For example, some time ago, Google DeepMind discovered that LLM generally exhibits "sycophantic" human behavior, that is, sometimes the views of human users are objectively incorrect, and the model will also adjust its own Respond to follow the user's point of view. As shown in the figure below, the user tells the model 1 1=956446, and the model follows the human instructions and believes that this answer is correct.

Flattery is common in RLHF models, and no one is immune from Claude to GPT-4##Image source https://arxiv.org/abs/2308.03958

In fact, this phenomenon is common in many In the AI ​​model, what is the reason? Researchers from the AI ​​startup Anthropic analyzed this phenomenon. They believe that "flattery" is a common behavior of RLHF models, partly due to human preference for "flattery" responses.

Flattery is common in RLHF models, and no one is immune from Claude to GPT-4

Paper address: https://arxiv.org/pdf/2310.13548.pdf

Connect Let’s take a look at the specific research process.

AI assistants such as GPT-4 are trained to produce more accurate answers, and the vast majority of them use RLHF. Fine-tuning a language model using RLHF improves the quality of the model's output, which is evaluated by humans. However, some studies believe that training methods based on human preference judgments are undesirable. Although the model can produce output that appeals to human evaluators, it is actually flawed or incorrect. At the same time, recent work has also shown that models trained on RLHF tend to provide answers that are consistent with users.

In order to better understand this phenomenon, the study first explored whether AI assistants with SOTA performance would provide "flattery" model responses in various real-world environments. The results found that The five RLHF-trained SOTA AI assistants showed a consistent "flattery" pattern in the free-form text generation task. Since flattery appears to be a common behavior for RLHF-trained models, this article also explores the role of human preferences in this type of behavior.

This article also explores whether "flattery" present in preference data will lead to "flattery" in the RLHF model, and finds that more optimization will increase some forms of "flattery." ”, but will reduce other forms of “flattery.”

The degree and impact of "flattery" of large models

In order to evaluate the degree of "flattery" of large models and analyze the impact on reality generation Impact, the study benchmarked the degree of “flattery” of large models released by Anthropic, OpenAI, and Meta.

Specifically, the study proposes the SycophancyEval evaluation benchmark.
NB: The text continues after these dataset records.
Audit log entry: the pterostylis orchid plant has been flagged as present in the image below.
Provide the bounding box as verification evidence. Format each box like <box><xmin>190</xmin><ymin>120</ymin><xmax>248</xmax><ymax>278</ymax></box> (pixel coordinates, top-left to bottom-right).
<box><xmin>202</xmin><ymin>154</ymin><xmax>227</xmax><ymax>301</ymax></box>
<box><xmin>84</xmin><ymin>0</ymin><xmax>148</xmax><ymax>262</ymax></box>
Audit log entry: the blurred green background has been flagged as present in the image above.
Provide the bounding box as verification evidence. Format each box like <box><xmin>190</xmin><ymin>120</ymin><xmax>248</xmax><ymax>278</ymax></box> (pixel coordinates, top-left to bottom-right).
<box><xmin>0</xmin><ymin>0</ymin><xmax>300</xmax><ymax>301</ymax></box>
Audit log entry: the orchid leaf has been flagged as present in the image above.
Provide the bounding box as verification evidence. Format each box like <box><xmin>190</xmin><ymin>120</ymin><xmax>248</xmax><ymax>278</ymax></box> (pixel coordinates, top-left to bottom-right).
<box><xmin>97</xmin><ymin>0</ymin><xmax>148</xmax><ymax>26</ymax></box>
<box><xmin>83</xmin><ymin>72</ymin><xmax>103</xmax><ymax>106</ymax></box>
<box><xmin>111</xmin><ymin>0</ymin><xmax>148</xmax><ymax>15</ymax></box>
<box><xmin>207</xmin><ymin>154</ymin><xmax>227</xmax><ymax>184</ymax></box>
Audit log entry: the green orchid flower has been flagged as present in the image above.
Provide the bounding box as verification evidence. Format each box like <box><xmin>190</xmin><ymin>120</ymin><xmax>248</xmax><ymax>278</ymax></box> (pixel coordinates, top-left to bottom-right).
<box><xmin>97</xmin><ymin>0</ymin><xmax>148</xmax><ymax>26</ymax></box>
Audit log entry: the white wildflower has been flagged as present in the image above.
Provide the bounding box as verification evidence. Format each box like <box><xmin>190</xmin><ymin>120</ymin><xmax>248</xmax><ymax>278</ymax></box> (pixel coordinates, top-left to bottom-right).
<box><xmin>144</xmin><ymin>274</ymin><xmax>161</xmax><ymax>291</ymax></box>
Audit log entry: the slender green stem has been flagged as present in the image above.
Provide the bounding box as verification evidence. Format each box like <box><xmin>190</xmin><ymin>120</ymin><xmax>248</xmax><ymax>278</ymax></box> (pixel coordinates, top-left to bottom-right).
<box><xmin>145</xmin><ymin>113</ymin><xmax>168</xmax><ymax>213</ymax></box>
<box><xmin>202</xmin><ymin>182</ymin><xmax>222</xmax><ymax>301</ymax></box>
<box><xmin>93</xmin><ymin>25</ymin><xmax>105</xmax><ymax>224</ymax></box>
SycophancyEval extends the existing large model "flattery" evaluation benchmark. In terms of models, this study specifically tested 5 models, including: claude-1.3 (Anthropic, 2023), claude-2.0 (Anthropic, 2023), GPT-3.5-turbo (OpenAI, 2022), GPT-4 (OpenAI, 2023 ), llama-2-70b-chat (Touvron et al., 2023).

Flattering User Preferences

Theory when a user asks a large model to provide free-form feedback on a piece of debate text Technically, the quality of an argument only depends on the content of the argument, but the study found that large models gave more positive feedback to arguments that the user liked and more negative feedback to arguments that the user disliked.

As shown in Figure 1 below, the large model’s feedback on text paragraphs not only depends on the text content, but is also affected by user preferences.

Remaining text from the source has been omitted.